As a young man I had no interesting in being involved with education, my mom was a teacher and I knew exactly what she and her friends did, and I always knew there was easier ways to make a living.

The two men I write about impacted my move into education greatly. I thank them, and guess they probably would laugh- because now I really understand what they were up against and appreciate them even more now.

 

John Stanford

John Stanford’s legacy still lives in me.  John Stanford was the man who gave me hope that Seattle Public Schools could be something Seattle folks could be proud of. He focused on kids; I found the following quote when I was thinking about writing about my educational heroes. John Stanford told Damon Darlin of Forbes, “We lost our way when we became more interested in the employment of adults than in the education of children.”

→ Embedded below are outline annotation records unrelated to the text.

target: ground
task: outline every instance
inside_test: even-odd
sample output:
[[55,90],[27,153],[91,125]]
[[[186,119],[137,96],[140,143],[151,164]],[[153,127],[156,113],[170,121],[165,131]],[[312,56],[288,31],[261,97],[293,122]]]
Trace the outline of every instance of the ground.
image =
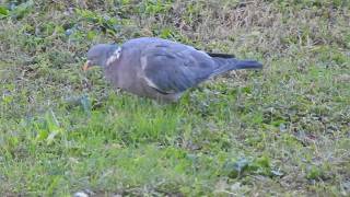
[[[341,0],[1,1],[0,196],[349,196]],[[256,59],[159,104],[81,70],[158,36]]]

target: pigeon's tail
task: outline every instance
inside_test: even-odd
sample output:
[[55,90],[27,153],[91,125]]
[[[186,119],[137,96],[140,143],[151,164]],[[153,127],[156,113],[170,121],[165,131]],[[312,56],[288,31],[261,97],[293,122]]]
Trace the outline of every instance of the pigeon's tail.
[[214,70],[214,76],[224,73],[230,70],[238,69],[261,69],[262,65],[254,60],[238,60],[235,58],[212,57],[218,68]]

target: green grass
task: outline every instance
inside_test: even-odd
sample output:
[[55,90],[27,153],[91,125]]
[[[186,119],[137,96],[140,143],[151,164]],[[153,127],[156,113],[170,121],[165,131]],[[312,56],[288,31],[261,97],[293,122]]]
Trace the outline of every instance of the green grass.
[[[12,4],[12,5],[11,5]],[[347,1],[4,1],[0,196],[349,196]],[[83,72],[159,36],[258,59],[162,105]]]

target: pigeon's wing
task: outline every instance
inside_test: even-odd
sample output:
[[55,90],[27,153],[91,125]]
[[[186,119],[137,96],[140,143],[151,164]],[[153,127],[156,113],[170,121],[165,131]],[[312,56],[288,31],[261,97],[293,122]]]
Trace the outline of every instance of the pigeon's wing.
[[161,93],[179,93],[208,79],[215,63],[190,46],[159,40],[141,53],[143,78]]

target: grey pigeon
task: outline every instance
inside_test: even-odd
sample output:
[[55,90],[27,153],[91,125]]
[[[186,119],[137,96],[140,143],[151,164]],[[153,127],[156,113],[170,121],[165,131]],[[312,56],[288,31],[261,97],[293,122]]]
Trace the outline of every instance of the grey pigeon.
[[230,70],[262,68],[254,60],[207,54],[155,37],[130,39],[121,46],[95,45],[83,69],[92,66],[101,66],[116,88],[164,102],[175,102],[187,89]]

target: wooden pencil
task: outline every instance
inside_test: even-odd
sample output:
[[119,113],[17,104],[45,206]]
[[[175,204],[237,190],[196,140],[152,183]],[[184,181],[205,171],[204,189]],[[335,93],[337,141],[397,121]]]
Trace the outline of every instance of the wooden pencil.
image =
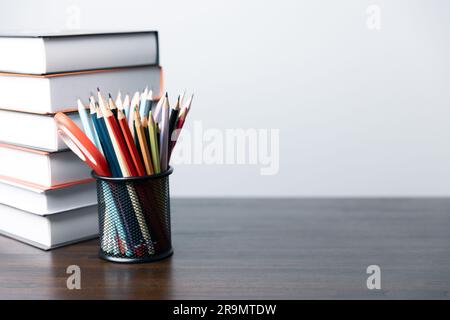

I didn’t feel he was slamming the teachers; I felt like he was trying to take away the nonsense that made their jobs more difficult by focusing on the students’ success.  It was that fact that he unapologetically focused on students’ needs that influenced me to volunteer at TAF.  I could at least try to make a difference.

Now that I am working within the public school environment, I have even more respect for what he was able to do. I work every day with people at TAF and Federal Way School District that have the same spirit as he did. We are motivated by the success of our students. Though leukemia took him way too early, I still see him and his awesome smile when things get tough.

 

Tom Grissom

Tom was one of the faculty in the program Society and the Computer my freshman year at The Evergreen State College.  That year was his first year teaching. He was a physicist by trade. As I got to know him during the year I found out that he had been working and Sandia Labs in New Mexico as a nuclear scientist prior to becoming a teacher.  He shared that he had come to a decision that he could no longer work as a nuclear scientist.  He changed career paths and became a teacher. He made the change to teach us writing, he was also a published poet.

I don’t know what he would think of my writing skills, but I think he would be happy about what decided to do. What he taught me was that we all have to make choices in how we want to live in the world, and we are the sole person responsible for acting on those choices. For me, education is about providing a situation where students can learn how to navigate and add to the world they live in.  Tom turned the light on for me that I was responsible for what I did, and the choices I make.  That realization really focused my drive as a student, my education was for me and I chose to embrace it.